If you have an existing program and want to quickly be able to read HDFITS files, just change your:

from astropy.io import fits

line to:

from fits2hdf import pyhdfits as fits

Or, if you’re using pyfits, change your import pyfits as pf line to from fits2hdf import pyhdfits as pf.

By doing this, any data in HDFITS will be converted to the PyFITS/ Astropy HDUList object on the fly.

Loading HDFITS files in python

Functions to read / write HDFITS files into an in-memory data object in python are located in fits2hdf.io.hdfio. There are equivalent functions to read FITS files into an interchange format in fits2hdf.io.fitsio.

For example, to read a FITS file in, then export it to HDFITS you would do:

from fits2hdf.io.fitsio import read_fits
from fits2hdf.io.hdfio import export_hdf
a = read_fits('my_file.fits')
export_hdf(a, 'my_file.hdf')

and to convert the other way:

from fits2hdf.io.fitsio import export_fits
from fits2hdf.io.hdfio import read_hdf
a = read_hdf('my_file.hdf')
export_hdf(a, 'my_file.fits')

For more exciting API musings you can read the API.

API

  • idi: Abstract classes for python Header-Data unit object
  • io: File input / output functions.
  • pyhdfits: A drop-in replacement for pyfits or astropy.io.fits.
  • unit_conversion: Unit parsing, checking and sanitizing.
  • printlog: Functions for pretty printing and logging.
  • check_file_type: File type checking routines.

About fits2hdf

fits2hdf is a conversion to utility to port FITS files to and from Hierarchical Data Format (HDF5) files in the HDFITS format. In addition, there is a utility to port MeasurementSets (MS) to HDF5 files. This work was first presented at the ADASS XXIV conference in Calgary, 2014. A more complete overview is given in Astronomy & Computing.

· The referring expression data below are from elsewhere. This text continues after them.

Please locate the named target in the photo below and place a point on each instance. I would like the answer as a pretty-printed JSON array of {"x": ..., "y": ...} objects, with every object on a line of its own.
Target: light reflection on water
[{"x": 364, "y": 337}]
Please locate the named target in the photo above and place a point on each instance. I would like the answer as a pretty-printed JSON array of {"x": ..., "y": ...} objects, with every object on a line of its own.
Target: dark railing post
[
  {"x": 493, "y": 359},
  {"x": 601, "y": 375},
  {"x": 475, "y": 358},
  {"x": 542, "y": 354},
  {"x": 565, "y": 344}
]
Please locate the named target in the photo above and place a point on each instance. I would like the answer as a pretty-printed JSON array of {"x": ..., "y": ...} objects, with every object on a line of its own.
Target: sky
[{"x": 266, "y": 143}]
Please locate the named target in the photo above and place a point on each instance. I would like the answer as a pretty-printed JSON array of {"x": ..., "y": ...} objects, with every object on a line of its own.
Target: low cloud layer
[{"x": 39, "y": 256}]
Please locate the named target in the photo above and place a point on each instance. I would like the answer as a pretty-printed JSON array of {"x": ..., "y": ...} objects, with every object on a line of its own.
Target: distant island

The fits2hdf utility works by first mapping data from FITS/MS/HDF into an in-memory interchange format (IDI). fits2hdf is written in python and uses h5py, pyFits, and pyrap for file I/O.

fits2hdf is still under development, so should be considered an ‘alpha’ release that is likely to change. Community feedback is encouraged, and if you are interested in development please get in touch. This work is intended as a pathfinder toward getting astronomical data into a standardized HDF5 format, so that the advantages of HDF5 can be leveraged in the future.